Evet, Allah Resûlü çok farklı bir maiyyete mazhar idi ve çok farklı bir “maallah” hakikatini temsil ediyordu. Dolayısıyla O, cismanîyet itibarıyla uyurken bile gönlüyle her zaman uyanıktı. Tasavvuftaki ifadesiyle “yakaza” O’nun daimî hâliydi.
Lügat itibarıyla uyanıklık demek olan yakaza; ıstılah açısından, Hakk’ın emir ve yasakları karşısında uyanık, titiz ve duyarlı olmak; değişik makam ve mertebelerin bazı vâridlerine karşı her zaman fikrî ve ruhî istikameti muhafaza etmek, iltibaslara düşmemek ve hep basiret üzere bulunarak kulluk âdâbını korumak mânâlarına gelmektedir.

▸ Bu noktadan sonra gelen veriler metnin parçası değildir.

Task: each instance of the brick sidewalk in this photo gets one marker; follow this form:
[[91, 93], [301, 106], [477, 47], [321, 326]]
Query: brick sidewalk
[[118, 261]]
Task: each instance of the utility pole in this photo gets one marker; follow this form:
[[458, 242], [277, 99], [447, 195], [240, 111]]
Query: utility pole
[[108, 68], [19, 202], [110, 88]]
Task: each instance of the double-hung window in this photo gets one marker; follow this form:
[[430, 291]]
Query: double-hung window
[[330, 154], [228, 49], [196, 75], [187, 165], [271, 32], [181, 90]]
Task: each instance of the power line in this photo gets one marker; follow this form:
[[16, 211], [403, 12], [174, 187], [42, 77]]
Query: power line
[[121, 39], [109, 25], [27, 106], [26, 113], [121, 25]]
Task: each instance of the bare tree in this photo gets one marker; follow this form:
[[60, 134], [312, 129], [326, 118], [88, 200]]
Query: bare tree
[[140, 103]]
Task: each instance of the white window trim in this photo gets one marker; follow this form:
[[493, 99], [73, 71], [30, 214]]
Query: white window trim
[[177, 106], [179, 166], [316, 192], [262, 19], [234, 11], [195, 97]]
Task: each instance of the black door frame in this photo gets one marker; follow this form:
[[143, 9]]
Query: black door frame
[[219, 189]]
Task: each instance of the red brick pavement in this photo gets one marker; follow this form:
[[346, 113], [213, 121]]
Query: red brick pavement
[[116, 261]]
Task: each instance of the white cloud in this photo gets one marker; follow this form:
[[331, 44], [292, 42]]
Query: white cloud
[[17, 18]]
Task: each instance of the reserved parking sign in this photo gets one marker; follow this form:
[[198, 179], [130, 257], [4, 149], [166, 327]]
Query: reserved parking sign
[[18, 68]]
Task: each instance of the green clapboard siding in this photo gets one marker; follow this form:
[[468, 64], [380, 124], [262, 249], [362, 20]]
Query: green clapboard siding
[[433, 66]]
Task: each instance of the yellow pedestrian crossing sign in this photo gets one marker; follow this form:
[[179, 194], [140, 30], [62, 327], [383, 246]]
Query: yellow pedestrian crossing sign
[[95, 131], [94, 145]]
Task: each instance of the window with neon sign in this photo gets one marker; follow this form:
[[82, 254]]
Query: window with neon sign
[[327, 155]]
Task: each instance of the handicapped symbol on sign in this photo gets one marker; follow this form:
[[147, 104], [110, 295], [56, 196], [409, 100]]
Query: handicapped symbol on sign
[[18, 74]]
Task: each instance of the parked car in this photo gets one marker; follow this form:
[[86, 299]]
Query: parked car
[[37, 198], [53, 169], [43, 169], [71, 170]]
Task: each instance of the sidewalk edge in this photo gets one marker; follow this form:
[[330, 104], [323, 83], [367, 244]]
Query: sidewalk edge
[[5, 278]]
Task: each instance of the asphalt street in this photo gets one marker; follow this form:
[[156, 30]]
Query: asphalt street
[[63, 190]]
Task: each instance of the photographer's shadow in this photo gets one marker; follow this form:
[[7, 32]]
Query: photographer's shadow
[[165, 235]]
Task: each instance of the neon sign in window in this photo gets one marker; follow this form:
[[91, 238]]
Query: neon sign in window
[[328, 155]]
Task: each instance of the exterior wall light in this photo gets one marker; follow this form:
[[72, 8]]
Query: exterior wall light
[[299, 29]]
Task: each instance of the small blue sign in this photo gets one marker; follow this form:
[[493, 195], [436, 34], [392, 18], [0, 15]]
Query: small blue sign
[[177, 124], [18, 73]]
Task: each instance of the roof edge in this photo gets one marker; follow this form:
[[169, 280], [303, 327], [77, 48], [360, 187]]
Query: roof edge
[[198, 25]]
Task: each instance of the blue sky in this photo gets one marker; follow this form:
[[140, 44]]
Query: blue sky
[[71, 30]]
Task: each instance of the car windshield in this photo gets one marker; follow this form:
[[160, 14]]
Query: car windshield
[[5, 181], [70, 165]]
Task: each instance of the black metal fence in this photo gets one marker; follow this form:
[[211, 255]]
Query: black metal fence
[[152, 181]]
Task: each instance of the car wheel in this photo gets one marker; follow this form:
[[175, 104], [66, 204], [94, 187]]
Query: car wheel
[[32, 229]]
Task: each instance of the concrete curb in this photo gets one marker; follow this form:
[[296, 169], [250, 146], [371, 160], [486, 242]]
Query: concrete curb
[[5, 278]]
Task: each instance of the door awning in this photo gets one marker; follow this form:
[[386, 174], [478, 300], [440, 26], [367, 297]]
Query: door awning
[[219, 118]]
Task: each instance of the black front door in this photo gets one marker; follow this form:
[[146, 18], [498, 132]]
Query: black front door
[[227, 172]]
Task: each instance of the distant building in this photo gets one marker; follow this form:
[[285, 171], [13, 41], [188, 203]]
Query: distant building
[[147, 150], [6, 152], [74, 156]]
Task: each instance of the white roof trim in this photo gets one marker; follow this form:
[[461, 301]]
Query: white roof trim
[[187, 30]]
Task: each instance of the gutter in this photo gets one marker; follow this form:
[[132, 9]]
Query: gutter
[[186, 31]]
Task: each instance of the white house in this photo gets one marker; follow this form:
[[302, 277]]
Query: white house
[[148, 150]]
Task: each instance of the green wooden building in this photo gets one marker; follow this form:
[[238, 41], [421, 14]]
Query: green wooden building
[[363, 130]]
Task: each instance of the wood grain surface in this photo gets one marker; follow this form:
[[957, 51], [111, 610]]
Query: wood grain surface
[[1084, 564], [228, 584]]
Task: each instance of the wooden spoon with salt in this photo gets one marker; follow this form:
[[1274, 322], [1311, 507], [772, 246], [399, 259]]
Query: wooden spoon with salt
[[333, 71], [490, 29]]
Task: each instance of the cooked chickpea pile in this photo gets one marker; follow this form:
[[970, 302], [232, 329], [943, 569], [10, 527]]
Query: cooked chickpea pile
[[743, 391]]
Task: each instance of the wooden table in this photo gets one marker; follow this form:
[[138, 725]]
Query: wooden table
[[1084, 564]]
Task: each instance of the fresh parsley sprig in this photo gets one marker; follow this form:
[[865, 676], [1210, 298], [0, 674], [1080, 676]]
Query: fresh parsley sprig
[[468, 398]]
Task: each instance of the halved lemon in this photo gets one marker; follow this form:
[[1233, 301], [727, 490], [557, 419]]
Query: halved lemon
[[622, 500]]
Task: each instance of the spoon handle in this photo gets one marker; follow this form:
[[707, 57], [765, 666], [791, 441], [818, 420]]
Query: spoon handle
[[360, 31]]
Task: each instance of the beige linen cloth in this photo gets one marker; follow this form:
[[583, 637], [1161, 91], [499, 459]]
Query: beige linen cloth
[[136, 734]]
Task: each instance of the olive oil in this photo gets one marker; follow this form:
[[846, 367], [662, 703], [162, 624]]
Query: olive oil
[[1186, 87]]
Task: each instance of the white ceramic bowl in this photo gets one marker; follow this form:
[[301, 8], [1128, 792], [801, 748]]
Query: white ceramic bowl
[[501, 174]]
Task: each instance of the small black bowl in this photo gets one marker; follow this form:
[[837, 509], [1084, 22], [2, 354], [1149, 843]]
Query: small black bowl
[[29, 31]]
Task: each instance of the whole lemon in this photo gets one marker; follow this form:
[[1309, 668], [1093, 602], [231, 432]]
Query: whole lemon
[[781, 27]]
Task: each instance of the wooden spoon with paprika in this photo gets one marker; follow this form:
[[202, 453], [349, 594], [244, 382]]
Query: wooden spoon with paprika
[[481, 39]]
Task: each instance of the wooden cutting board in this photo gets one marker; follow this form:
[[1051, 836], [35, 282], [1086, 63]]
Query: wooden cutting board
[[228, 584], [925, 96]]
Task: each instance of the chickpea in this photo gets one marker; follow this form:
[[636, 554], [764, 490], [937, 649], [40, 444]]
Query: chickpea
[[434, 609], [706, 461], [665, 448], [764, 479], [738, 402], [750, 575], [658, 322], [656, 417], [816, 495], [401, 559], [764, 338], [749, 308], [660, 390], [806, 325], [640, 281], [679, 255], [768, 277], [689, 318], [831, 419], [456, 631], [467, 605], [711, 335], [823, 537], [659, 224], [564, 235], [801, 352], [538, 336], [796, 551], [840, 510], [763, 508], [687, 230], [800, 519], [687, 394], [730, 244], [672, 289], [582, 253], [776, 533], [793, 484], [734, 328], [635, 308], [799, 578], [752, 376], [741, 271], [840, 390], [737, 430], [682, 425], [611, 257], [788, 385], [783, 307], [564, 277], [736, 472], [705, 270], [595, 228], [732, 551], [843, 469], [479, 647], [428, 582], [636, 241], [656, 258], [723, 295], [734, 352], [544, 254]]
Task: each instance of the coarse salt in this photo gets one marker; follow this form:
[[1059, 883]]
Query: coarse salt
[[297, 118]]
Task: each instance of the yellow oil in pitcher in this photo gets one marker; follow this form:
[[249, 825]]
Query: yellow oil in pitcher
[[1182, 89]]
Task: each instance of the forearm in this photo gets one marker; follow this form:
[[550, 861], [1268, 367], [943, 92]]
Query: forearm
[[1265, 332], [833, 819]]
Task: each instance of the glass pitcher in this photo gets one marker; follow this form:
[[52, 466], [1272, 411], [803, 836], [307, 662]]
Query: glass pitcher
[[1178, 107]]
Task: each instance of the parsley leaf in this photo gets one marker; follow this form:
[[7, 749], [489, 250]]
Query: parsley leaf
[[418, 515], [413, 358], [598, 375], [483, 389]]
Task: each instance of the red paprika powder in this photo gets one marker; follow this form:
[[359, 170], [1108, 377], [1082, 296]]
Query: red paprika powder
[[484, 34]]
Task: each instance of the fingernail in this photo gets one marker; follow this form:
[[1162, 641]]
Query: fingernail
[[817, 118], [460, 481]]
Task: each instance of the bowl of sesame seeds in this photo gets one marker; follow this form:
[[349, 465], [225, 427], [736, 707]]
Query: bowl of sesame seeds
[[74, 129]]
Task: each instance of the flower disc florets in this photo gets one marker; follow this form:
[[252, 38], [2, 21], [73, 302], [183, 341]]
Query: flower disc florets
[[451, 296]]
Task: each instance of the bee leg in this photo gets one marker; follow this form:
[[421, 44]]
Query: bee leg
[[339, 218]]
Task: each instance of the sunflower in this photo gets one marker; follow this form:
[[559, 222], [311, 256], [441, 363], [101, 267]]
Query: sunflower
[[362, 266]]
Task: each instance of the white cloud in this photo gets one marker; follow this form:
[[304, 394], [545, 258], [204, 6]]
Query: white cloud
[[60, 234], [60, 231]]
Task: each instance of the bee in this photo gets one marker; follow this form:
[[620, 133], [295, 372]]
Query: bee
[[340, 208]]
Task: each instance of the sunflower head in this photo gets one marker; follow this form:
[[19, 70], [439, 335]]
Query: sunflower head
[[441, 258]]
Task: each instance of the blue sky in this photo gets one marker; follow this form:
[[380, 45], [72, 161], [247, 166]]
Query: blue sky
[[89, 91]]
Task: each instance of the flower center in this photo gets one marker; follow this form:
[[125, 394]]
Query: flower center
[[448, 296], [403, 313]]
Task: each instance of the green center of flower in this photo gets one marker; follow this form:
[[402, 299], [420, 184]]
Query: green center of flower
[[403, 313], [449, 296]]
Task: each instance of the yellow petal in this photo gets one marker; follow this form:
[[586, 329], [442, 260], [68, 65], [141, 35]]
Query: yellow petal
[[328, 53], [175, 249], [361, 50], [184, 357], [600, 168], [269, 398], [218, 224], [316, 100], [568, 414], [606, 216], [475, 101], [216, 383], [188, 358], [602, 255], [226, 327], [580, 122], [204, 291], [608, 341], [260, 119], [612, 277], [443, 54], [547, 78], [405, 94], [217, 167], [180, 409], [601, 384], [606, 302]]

Gönlün yakazası ise, Hakk’ın her an, kullarının her hâline nigehbân bulunduğunun şuuruyla, his, idrak, irade ve kalb ile O’na tahsis-i nazar ederek ve hep ilâhî huzurun edeplerini gözeterek yaşamaktır.
Evet, sürekli Hakk’ın dergâhına müteveccih bulunmak ve “O her an beni gördüğüne göre, ben de her zaman temkinli olmalıyım” mülâhazasıyla O’ndan gelecek vâridatı beklemek müteyakkız bir kulun devamlı hâlidir ve böyle bir hak yolcusu ömür boyu Cenâb-ı Hakk’ın riayet ve inayeti altındadır. Bu mansıbın en büyük kahramanı Hazreti Sultanu’l-Müteyakkızîn, “Benim gözlerim uyur kalbim uyumaz.” beyanıyla işte böyle bir yakaza-i daimîye işaret buyurmuştur.
Gönül Uyanıklığı Esastır
Ferîd-i Kevn ü Zaman Efendimiz’in (aleyhissalatü vesselâm) dâimî bir yakaza içinde bulunması, mükellefiyeti açısından da O’nun tavırlarına aksetmiştir. Allah Resûlü’nün kalbi daima uyanık bulunduğundan –sadece kendisine has bir keyfiyet olarak– uykudan kalktıktan sonra hemen namaza durduğu vâkîdir.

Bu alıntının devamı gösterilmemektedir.